You should also check that your tables are using AUTO_INCREMENT fields. If not, mysql_insert_id() will not return the insert ID. See the docs:
http://www.php.net/manual/en/function.mysql-insert-id.php
I highly recommend that you use prepared statements with mysqli::prepare, perhaps via PDO. It's ultimately simpler and safer.
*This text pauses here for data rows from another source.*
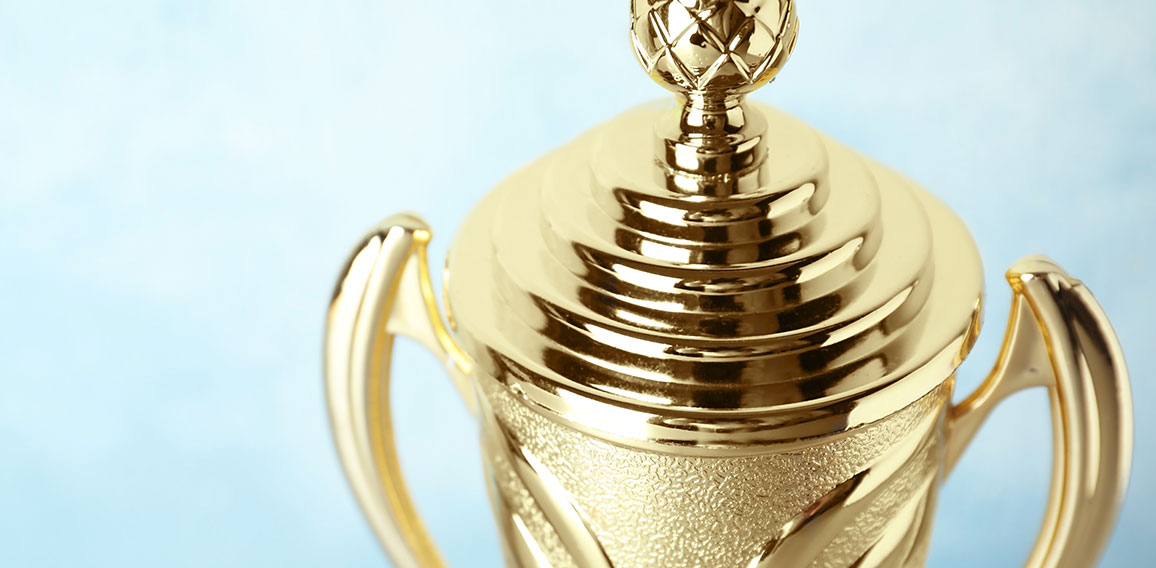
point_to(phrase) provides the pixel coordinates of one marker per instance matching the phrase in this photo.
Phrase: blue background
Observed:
(180, 181)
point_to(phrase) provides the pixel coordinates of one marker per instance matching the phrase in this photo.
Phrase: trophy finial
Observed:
(713, 49)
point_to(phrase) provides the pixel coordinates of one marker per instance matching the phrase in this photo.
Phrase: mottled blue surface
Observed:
(180, 181)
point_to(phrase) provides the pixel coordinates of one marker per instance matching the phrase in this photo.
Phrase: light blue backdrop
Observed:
(180, 181)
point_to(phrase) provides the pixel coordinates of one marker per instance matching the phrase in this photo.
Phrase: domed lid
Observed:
(714, 274)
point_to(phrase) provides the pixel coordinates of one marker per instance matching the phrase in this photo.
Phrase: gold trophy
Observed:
(708, 334)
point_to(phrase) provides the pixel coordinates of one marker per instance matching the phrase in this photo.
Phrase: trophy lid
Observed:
(716, 273)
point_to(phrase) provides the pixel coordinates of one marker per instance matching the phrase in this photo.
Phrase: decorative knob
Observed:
(710, 49)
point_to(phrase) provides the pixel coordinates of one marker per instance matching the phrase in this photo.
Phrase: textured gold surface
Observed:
(711, 336)
(665, 509)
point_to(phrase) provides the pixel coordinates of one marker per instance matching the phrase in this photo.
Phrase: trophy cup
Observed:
(704, 333)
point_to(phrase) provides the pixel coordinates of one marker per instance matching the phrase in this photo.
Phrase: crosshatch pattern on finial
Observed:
(713, 45)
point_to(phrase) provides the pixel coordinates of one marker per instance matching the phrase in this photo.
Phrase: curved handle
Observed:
(1059, 337)
(384, 290)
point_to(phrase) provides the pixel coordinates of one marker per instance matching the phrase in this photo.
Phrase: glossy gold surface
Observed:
(706, 334)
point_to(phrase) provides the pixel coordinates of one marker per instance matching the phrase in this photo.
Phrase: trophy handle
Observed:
(1058, 337)
(384, 290)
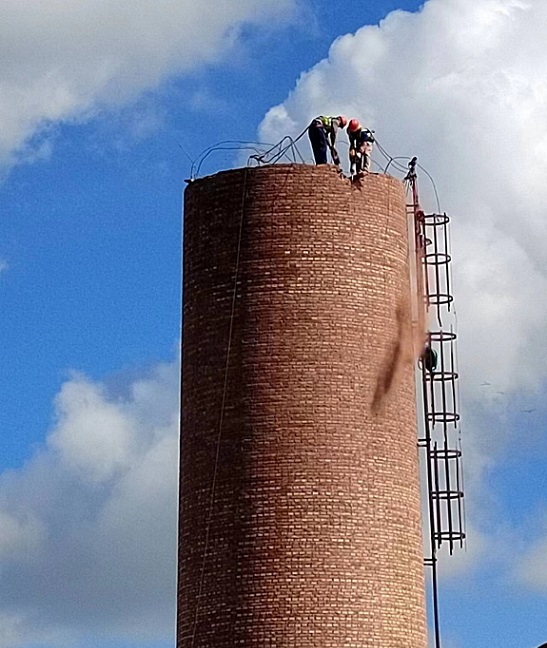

Here's an untested example:
$dsn = 'mysql:dbname=test;host=127.0.0.1';
$user = 'dbuser';
$password = 'dbpass';
$dbh = new PDO($dsn, $user, $password);
$stmt_artist = $dbh->prepare(
'INSERT INTO `table_artist` (artistName) VALUES (?)'
);
$stmt_albums = $dbh->prepare(
'INSERT INTO `table_albums` (albumName) VALUES (?)'
);
$stmt_genre = $dbh->prepare(
'INSERT INTO `table_genre` (musicGenre) VALUES (?)'
);
$stmt_year = $dbh->prepare(
'INSERT INTO `table_year` (albumYear) VALUES (?)'
);
$stmt_link = $dbh->prepare(
'INSERT INTO `table_link` (albumsId, artistId, genreId, yearId) '.
'VALUES (?, ?, ?, ?)'
);
$stmt_albums->execute(array( $artist ));
$artist_id = $dbh->lastInsertId();
$stmt_albums->execute(array( $album ));
$album_id = $dbh->lastInsertId();
$stmt_genre->execute(array( $genre ));
$genre_id = $dbh->lastInsertId();
$stmt_year->execute(array( $year ));
$year_id = $dbh->lastInsertId();
$stmt_link->execute(array( $artist_id, $album_id, $genre_id, $year_id ));
You need to call it separately for each insert, and store the result of each call separately. Like this:
$sql = 'INSERT INTO `'.TABLE_ARTIST.'` (artistName) VALUES ("'.$artist.'")';
$resultArtist = mysql_query($sql);
$lastArtistId = mysql_insert_id();
$sql = 'INSERT INTO `'.TABLE_ALBUMS.'` (albumName) VALUES ("'.$album.'")';
$resultAlbums = mysql_query($sql);
$lastAlbumId = mysql_insert_id();
$sql = 'INSERT INTO `'.TABLE_GENRE.'` (musicGenre) VALUES ("'.$genre.'")';
$resultGenre = mysql_query($sql);
$lastGenreId = mysql_insert_id();
$sql = 'INSERT INTO `'.TABLE_YEAR.'` (albumYear) VALUES ("'.$year.'")';
$resultYear = mysql_query($sql);
$lastYearId = mysql_insert_id();
$sql = 'INSERT INTO `'.TABLE_LINK.'` (albumsId,artistId,genreId,yearId) VALUES ("'.$lastAlbumId.'","'.$lastArtistId.'","'.$lastGenreId.'","'.$lastYearId.'")';
Also, it only works if each of tables you're inserting into has AUTO_INCREMENT enabled.
Did you ever try to debug your code?
With echo() (for showing your SQL queries) or var_dump() (for checking the results of e. g. mysql_insert_id(), mysql_query()).
Also check mysql_error().
Furthermore be sure to set the resource identifier in your mysql_*() functions. It's possible to have more than just one open MySQL resource - so be sure to identify the resource.
For example:
$result = mysql_query($SQL, $connection);
$lastInsertID = mysql_insert_id($connection);
And - it's very important to know that mysql_insert_id() just works with tables which have an AUTO_INCREMENT-field.
And what's also interesting with your code: you call mysql_insert_id solely after the last of 5 queries. Is this really wanted? So you only receive the ID of your last INSERT query.